LeetCode——Search a 2D Matrix II

Description：

Write an efficient algorithm that searches for a value in an m x n matrix. This matrix has the following properties:

Integers in each row are sorted in ascending from left to right.

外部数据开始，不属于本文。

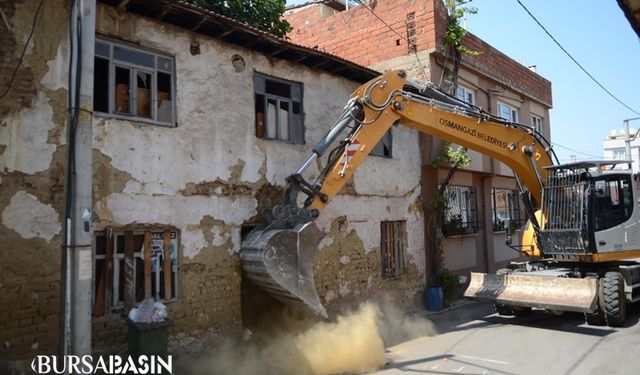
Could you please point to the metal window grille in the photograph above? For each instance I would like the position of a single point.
(392, 247)
(505, 204)
(461, 214)
(134, 84)
(131, 266)
(384, 147)
(278, 109)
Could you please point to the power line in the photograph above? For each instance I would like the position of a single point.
(415, 52)
(24, 51)
(576, 61)
(577, 152)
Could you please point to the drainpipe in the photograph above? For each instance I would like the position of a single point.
(77, 255)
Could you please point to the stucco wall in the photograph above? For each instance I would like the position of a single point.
(32, 150)
(210, 175)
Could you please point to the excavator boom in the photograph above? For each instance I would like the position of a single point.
(278, 256)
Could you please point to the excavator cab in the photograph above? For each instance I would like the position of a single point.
(583, 225)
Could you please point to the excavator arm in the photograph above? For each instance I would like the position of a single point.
(278, 256)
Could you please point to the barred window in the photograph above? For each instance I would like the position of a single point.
(384, 147)
(392, 247)
(279, 114)
(505, 204)
(131, 266)
(461, 214)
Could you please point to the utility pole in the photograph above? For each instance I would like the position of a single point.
(628, 139)
(78, 256)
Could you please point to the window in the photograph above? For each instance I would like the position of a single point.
(507, 112)
(392, 247)
(505, 205)
(130, 267)
(536, 123)
(132, 83)
(613, 202)
(411, 32)
(460, 216)
(383, 148)
(278, 109)
(465, 94)
(619, 154)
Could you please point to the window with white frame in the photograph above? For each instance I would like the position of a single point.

Integers in each column are sorted in ascending from top to bottom.

For example,

Consider the following matrix:

[
[1,   4,  7, 11, 15],
[2,   5,  8, 12, 19],
[3,   6,  9, 16, 22],
[10, 13, 14, 17, 24],
[18, 21, 23, 26, 30]
]

Given target =

5

, return

true

.

Given target =

20

, return

false

.

首先想到的就是遍历整个矩阵，时间复杂度是O(m*n)，肯定是Timeout。

public class Solution {
public boolean searchMatrix(int[][] matrix, int target) {

for(int i=0; i<matrix.length; i++) {
for(int j=0; j<matrix[i].length; j++) {
if(matrix[i][j] == target) {
return true;
}
}
}

return false;
}
}

然后在优化的话就想到了二分。对每一行进行二分。时间复杂度是O(n*logm)，还是Timeout，二分用的越多时间复杂度就越高，所以行列都二分（有点递归分治的意思）更会Timeout。

public class Solution {

public boolean binarySearch(int[] arr, int terget) {

int left = 0, int right = arr.length - 1;
while(left <= right) {
int mid = left + (right - left) / 2;
if(target == arr[mid]) {
return true;
}
if(target > arr[mid]) {
left = mid + 1;
}
else {
right = mid - 1;
}
}

return false;
}

public boolean searchMatrix(int[][] matrix, int target) {

for(int i=0; i<matrix.length; i++) {
if(binarySearch(matrix[i], target)) {
return true;
}
}

return false;
}

}

这么看来时间复杂度必须在线性的基础上才行。观察一下矩阵不难发现把矩阵逆时针旋转45度类似一棵二叉查找树。所以就可以模仿二叉查找树的方法来做了。

这样的话时间复杂度就是O(m + n)；AC。

public class Solution {

public boolean searchMatrix(int[][] matrix, int target) {

if(matrix.length==0 || matrix[0].length==0) {
return false;
}

int i = 0, j = matrix[0].length - 1;

while(i < matrix.length && j >= 0) {
int cur = matrix[i][j];
if(cur == target) {
return true;
}
else if(cur < target) {
i ++;
}
else {
j --;
}

}
return false;

}

}